Auch für Prof. Johann Pratschke, Klinikdirektor der Chirurgischen Klinik der Charité, und Frau Prof. Beate Rau, Spezialistin für das HIPEC-Verfahren und Leiterin der Abteilung für spezielle onkologische Chirurgie der Charité, ist die Kooperation einzigartig: „Diese kooperative Behandlungsplanung zwischen zwei operativen Universitätskliniken ist in Deutschland einzigartig, wir haben so eine Kooperation noch nie abgeschlossen.“ Martin Eversmeyer, Vorstand des Klinikums bedankte sich bei den drei Professoren, die die Kooperation in die Wege geleitet haben. „Ich bin Prof. Winde sehr dankbar, dass er die notwendigen Schritte in den Weg geleitet hat, um diese innovative Kooperation zu ermöglichen. Wir betreten zwar Neuland, aber so eine Bündelung therapeutischer Möglichkeiten zwischen Chirurgie und Onkologie im Klinikum Herford und speziellen OP-Möglichkeiten der Charité gehören der Zukunft“, sagt Vorstand Martin Eversmeyer.

Was für eine Art Krebs ist die Peritonealkarzinose und wie funktioniert das HIPEC-Verfahren?

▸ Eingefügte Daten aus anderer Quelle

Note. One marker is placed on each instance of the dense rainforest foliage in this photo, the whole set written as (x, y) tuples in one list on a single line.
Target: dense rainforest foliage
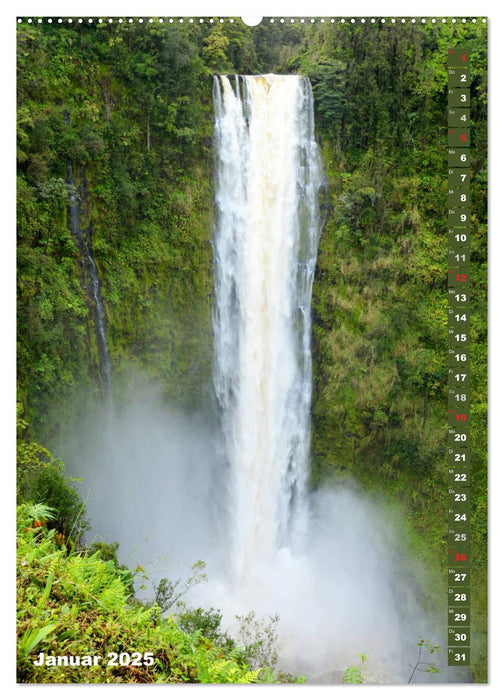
[(119, 115)]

Verstreute Metastasen im Bauchraum (Peritonealkarzinose) treten häufig als Begleiterscheinung von fortgeschrittenen Tumoren des Bauchraums auf und kommen daher eher im Spätstadium einer Krebserkrankung vor. Es ist allerdings auch möglich, dass der Krebs erst sehr spät – erst im Stadium der Peritonealkarzinose – entdeckt wird. In dieser Situation ist es häufig therapeutisch nur noch möglich, eine Chemotherapie durchzuführen oder bestmöglich unterstützende Behandlungsmaßnahmen („best-supportive-care“) zum Erhalt der Lebensqualität zu organisieren. „Bei rund  8-10% der Fälle ist es möglich, eine Operation  zur Verkleinerung des Tumors durchzuführen, an die sich eine intraoperative Chemotherapie mit einer Überwärmung auf bis 41° C im Bauchraum anschließt“, erklärt Chefarzt Prof. Dr. med. Günther Winde. Die Überwärmung (Hyperthermie) regt den Stoffwechsel der Krebszellen im Bauchraum stark an, so dass sich die Medikamente besonders stark in den Krebszellen anreichern. „Diese Extremchirurgie steigert die Überlebenszeiten über das Maß der systemischen Chemotherapie,  5-Jahresüberlebenszeiten im 2-stelligen Bereich sind beschrieben“, erklärt Prof. Dr. med. Günther Winde, Chefarzt der Universitätsklinik für Allgemein- und Viszeralchirurgie, Thoraxchirurgie und Proktologie am Klinikum Herford.